The Open-Source Strategy
Together's bet that curated, optimized open-source models could be a viable alternative to closed-source APIs has shaped the company's entire product strategy. The thesis has aged well as Llama, Qwen, and DeepSeek have demonstrated capability competitive with closed-source frontier models for many use cases.
Why open-source models
Together's strategic bet was that customers would care about more than absolute frontier capability:
- Cost. Per-token pricing on optimized open-source serving can be 50-80% cheaper than equivalent OpenAI / Anthropic API pricing.
- Customization. Open-source models can be fine-tuned. Closed-source frontier models can't be fine-tuned at the level open-source allows.
- Data control. Some customers don't want to send sensitive data through proprietary model APIs.
- Regulatory. Some sectors require model traceability that open-source enables.
- Optionality. Customers want to avoid lock-in to a single closed-source provider.
These motivations support a real market for open-source-hosted inference. Together's bet was that the market would be large enough to support a platform business.
The curation problem
Open-source model releases happen constantly. Llama family alone has multiple variants per release; Mistral, Qwen, DeepSeek release at their own cadence. Customers don't want to evaluate every model release.
Together's curation:
- Maintain a catalog of the genuinely competitive open-source models.
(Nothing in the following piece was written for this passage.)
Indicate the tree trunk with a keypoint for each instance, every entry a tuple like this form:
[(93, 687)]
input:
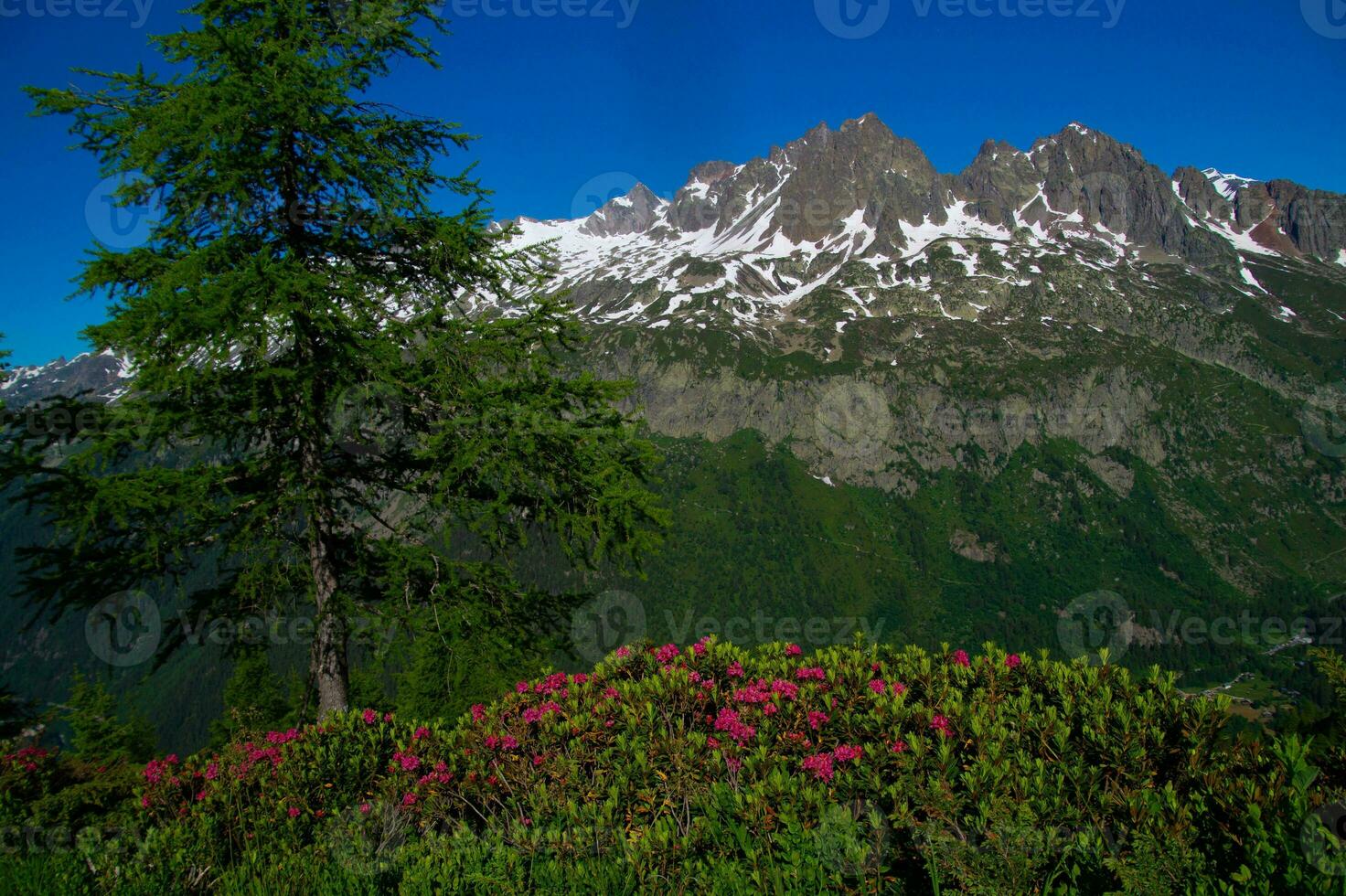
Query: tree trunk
[(327, 667), (327, 661)]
- Deprecate models that have been surpassed.
- Publish benchmarks and quality comparisons.
- Maintain instruction-tuned variants for chat-style use cases.
- Surface the right model for the right use case.
This is a real product investment that customers value. Doing this well requires deep model evaluation expertise — exactly what Together's research lineage supports.
Performance gap
How does open-source quality compare to closed-source frontier?
- 2022-early-2023: large gap. GPT-4 was meaningfully ahead of any open-source model.
- Late 2023-2024: gap narrowed. Llama 2/3, Mixtral, etc. were competitive on many benchmarks.
- 2024-2026: gap variable by task. For many tasks, open-source is close to or matches closed-source frontier. For some (reasoning-heavy, coding, agentic), closed-source retains a lead.
The narrowing gap is the strongest tailwind for Together's strategy. The remaining gap is the constraint.
Commercial advantages
From a customer's perspective, the per-token economics on open-source-hosted inference at Together vs closed-source frontier APIs:
- Often 50-80% cheaper per token.
- Slightly different latency profile (variable depending on model and serving optimization).
- Can be much cheaper for high-volume workloads where the latency advantage of closed-source frontier isn't needed.
For workloads where open-source quality is "good enough" — many enterprise use cases — the cost savings make Together a strong economic choice.
Ecosystem positioning
Together has positioned itself as a friendly counterparty to the open-source ecosystem rather than a competitor:
- Contributing back to open-source projects (FlashAttention, etc.).
- Releasing models (RedPajama, etc.).
- Publishing research that benefits the broader community.
- Hosting models from many providers without playing favorites.
This posture builds goodwill that translates into customer trust. Compared to managed-inference competitors who are more closed about their stack, Together's research-and-open-source presence is differentiated.
Risks
- Closed-source frontier reasserts dominance. If OpenAI / Anthropic / Google maintain enough quality lead, customers stick with closed APIs.
- Open-source quality plateaus. Without continued investment from Meta and others, the catalog of competitive models could stagnate.
- Hyperscalers absorb open-source. AWS Bedrock, Azure AI, GCP Vertex all offer open-source model hosting. Customers may default to their existing cloud rather than to Together.
- Margin compression. As open-source-inference becomes commoditized, prices fall and Together's margins compress.
Takeaway
The open-source strategy is the load-bearing strategic bet at Together. It has aged well so far; whether it continues to age well depends on the open-source ecosystem maintaining momentum and on Together capturing share faster than hyperscalers can absorb the same workloads. The next chapter looks at the research credibility that supports the strategy.